Another trend is toward architectures that enable collaboration. Trading partners need visibility to the same knowledge base in order to function, so communication must be bi-directional. For some businesses, this requirement points to the need for a cloud architecture to translate messaging formats and ensure trading partners can interact with data at their own levels of capability.

Supply chain communications require one-to-one, one-to-many, and many-to-many communications, says Atkinson, because supply chains are really networks of trading partners. Many shippers get stuck at the integration step, but a cloud architecture overcomes this. "Cloud-based connectivity is best for the connectivity layer as opposed to one-to-one communications," he says.

Insource or Outsource?

With the considerable time and resources required to reach more sophisticated levels of visibility through technology investment and process change, some shippers choose to instead rely on the IT investments of their third-party logistics (3PL) partners. Because they serve customers across industries with widely varying requirements and capabilities, 3PLs are pushed to create highly flexible platforms that can be customized to meet specific needs.

"Our customers generally expect that we should be leading-edge and aware of the latest innovations," says Gary Allen, vice president of supply chain excellence for Miami-based 3PL Ryder System. Some customers procuring more tactical services simply need visibility into shipments, while a 4PL customer may seek more extended visibility via a control tower and analytics tools.

"We use a hosted modeling tool," Allen explains. "Typically we design a customer-facing Web front end. Underlying that, we buy services from providers that can extract the data. The important thing is not bringing in the data updates, but how you use them in modeling to provide insights."

A major investment in cloud technology in 2011 helps UPS deliver IT services to its wide range of customers, but that's not the only factor shippers should consider in the build-it-or-buy-it decision. The challenge to continue to grow and deliver value to shareholders is putting pressure on many companies to invest their resources wisely to meet those goals, says Eric Souza, product marketing director, global forwarding, for UPS.

"Advancements in technology have made supply chain visibility more accessible through tools such as cloud-based applications," he explains. "But companies have to evaluate whether acquiring that in-house is the best answer for their companies. Is that a core competency that makes sense?

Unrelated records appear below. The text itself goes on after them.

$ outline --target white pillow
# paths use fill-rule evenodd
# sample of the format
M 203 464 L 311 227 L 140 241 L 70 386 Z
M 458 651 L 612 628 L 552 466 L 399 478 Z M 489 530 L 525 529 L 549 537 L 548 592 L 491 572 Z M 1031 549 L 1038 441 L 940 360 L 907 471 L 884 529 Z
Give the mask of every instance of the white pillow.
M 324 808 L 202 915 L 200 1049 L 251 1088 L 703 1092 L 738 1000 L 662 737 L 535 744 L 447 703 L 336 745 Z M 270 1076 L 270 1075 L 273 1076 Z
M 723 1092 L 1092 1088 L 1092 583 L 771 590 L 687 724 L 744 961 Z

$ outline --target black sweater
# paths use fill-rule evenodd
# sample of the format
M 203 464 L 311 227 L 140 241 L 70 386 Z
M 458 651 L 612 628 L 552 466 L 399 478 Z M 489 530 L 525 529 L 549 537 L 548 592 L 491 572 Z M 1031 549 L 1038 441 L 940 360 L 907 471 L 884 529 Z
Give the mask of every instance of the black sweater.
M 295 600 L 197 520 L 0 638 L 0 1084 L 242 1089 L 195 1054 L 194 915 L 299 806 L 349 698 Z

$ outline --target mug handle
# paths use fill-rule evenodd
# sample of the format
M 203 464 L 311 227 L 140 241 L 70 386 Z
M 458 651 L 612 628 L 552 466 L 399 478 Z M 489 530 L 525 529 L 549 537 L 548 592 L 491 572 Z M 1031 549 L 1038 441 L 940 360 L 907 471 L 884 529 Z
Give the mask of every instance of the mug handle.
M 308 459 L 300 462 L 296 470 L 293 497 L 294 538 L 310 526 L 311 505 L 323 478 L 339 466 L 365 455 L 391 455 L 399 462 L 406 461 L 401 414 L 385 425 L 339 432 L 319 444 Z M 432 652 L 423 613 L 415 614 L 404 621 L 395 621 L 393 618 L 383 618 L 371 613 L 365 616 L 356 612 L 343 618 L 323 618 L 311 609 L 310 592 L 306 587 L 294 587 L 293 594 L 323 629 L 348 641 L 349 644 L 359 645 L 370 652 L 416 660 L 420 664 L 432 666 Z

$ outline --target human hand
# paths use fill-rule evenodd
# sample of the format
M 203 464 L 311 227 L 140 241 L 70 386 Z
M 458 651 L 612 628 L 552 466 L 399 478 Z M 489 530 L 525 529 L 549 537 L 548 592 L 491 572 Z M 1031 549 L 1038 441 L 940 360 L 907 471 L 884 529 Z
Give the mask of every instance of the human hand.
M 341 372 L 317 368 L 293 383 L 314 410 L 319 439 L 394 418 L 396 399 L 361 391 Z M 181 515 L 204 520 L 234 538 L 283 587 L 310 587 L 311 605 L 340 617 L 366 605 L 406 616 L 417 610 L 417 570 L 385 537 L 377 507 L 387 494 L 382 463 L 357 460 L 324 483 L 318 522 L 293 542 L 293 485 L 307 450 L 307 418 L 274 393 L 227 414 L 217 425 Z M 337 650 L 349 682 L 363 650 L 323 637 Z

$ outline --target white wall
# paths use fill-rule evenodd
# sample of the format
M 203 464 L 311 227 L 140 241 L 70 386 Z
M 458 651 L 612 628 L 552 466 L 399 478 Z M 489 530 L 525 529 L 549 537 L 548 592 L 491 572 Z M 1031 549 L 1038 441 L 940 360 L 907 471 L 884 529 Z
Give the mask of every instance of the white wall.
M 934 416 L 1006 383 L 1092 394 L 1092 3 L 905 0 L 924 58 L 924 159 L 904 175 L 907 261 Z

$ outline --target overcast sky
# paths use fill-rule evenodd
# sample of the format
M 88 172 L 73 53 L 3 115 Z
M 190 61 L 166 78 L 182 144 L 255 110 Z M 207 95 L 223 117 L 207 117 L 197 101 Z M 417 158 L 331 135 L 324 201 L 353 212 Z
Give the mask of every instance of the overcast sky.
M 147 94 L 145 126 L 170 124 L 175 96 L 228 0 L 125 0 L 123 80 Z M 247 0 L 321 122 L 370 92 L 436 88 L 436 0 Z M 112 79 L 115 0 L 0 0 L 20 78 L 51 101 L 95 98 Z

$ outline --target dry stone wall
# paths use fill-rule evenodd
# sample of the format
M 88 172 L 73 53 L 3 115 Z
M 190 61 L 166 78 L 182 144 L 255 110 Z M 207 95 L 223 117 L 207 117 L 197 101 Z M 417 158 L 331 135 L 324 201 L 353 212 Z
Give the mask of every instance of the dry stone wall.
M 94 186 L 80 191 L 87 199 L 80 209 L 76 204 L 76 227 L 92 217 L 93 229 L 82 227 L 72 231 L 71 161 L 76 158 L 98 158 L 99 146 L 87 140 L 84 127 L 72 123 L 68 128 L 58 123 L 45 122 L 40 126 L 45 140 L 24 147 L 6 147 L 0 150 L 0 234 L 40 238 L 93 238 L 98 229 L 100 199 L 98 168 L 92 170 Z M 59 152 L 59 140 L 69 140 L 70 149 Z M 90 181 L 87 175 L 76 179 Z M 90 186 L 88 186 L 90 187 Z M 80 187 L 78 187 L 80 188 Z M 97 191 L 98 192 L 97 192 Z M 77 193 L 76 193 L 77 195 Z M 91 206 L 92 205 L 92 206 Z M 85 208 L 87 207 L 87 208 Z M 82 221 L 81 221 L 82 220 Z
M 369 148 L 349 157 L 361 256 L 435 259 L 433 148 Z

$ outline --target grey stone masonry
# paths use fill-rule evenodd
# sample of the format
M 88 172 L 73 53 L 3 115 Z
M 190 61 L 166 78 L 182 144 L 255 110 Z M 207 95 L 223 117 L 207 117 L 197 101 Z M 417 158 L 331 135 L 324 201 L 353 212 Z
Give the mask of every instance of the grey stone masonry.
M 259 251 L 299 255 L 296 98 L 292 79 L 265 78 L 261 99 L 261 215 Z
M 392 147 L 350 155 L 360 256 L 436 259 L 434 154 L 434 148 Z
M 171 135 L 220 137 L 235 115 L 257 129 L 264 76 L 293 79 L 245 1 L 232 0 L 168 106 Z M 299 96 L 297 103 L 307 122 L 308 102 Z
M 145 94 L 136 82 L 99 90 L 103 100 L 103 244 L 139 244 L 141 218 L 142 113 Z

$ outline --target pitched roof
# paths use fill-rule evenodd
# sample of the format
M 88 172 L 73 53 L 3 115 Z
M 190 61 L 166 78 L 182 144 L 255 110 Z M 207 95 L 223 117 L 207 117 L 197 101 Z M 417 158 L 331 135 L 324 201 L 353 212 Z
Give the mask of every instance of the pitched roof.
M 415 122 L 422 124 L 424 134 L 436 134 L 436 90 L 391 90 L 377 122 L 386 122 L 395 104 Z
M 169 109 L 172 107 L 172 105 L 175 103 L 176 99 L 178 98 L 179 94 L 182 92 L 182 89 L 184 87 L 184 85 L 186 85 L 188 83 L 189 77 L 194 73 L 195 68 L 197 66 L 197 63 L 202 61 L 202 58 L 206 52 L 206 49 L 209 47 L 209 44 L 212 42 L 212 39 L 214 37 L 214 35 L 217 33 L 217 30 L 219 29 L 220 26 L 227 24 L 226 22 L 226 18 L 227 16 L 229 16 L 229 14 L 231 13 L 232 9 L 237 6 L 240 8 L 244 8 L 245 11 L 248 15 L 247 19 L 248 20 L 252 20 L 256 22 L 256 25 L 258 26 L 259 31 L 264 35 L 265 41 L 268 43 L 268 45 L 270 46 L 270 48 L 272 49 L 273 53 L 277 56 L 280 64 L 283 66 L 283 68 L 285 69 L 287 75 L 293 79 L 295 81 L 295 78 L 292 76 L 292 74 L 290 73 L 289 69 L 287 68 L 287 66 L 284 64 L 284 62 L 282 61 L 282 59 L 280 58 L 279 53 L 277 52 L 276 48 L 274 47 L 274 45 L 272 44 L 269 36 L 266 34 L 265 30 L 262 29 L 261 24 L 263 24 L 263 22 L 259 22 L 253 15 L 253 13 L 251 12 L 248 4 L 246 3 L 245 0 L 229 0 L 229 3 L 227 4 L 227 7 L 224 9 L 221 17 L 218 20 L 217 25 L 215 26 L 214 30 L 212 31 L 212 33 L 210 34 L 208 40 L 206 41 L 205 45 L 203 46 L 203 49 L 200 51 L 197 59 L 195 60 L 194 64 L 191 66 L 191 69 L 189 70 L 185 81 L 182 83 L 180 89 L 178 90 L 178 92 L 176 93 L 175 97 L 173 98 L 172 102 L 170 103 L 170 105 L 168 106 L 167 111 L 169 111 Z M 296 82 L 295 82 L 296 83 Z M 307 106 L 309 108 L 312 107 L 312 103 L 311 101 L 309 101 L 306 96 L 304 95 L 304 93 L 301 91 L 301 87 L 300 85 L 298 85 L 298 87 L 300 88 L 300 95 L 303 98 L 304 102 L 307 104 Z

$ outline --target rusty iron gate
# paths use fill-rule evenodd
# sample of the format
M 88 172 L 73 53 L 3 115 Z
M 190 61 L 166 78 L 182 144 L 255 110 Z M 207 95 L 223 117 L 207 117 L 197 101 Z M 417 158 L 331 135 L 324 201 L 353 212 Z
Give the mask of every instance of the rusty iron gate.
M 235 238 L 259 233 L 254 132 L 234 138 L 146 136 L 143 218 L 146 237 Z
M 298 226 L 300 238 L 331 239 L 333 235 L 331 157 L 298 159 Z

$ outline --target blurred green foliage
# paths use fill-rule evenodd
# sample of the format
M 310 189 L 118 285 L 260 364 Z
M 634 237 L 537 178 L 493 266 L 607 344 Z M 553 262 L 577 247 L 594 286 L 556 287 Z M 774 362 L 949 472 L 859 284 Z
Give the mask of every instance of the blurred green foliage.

"Some companies go down that path, but don't achieve the business objectives they set out for," Souza adds. "They have the tools, but they also need the knowledge, experience, and network to achieve those results." Offering those capabilities is part of a 3PL's value proposition.

For future versions of their solutions, developers of visibility products are also focusing on managing the big data problem that access to additional data is creating, primarily by continuing to enhance analytic capabilities. Another approach is enabling this data to be consumed via mobile devices. What's clear is that visibility is making the leap from nice-to-have to must-have, with the ROI evidence now available to justify the considerable investment required.

Meanwhile, shippers are challenged to meet some developing threats to supply chain visibility driven by cost reduction through mode shifting. Steamship overcapacity is causing increasing unreliability in sailing schedules, compounded by the ongoing threat of port strikes, says Souza, and some shippers are using non-traditional modes such as rail from China to Europe.

All shippers, but particularly those with sensitive goods, need monitoring and feedback to ensure safe transport, but ocean and rail modes can be a less reliable source of such data. "As an industry, we face additional challenges, and it's not 100-percent clear how we will solve them," Souza notes.

What is clear is that with today's dynamic and volatile market conditions, the need for better supply chain visibility is pressing—and will only grow.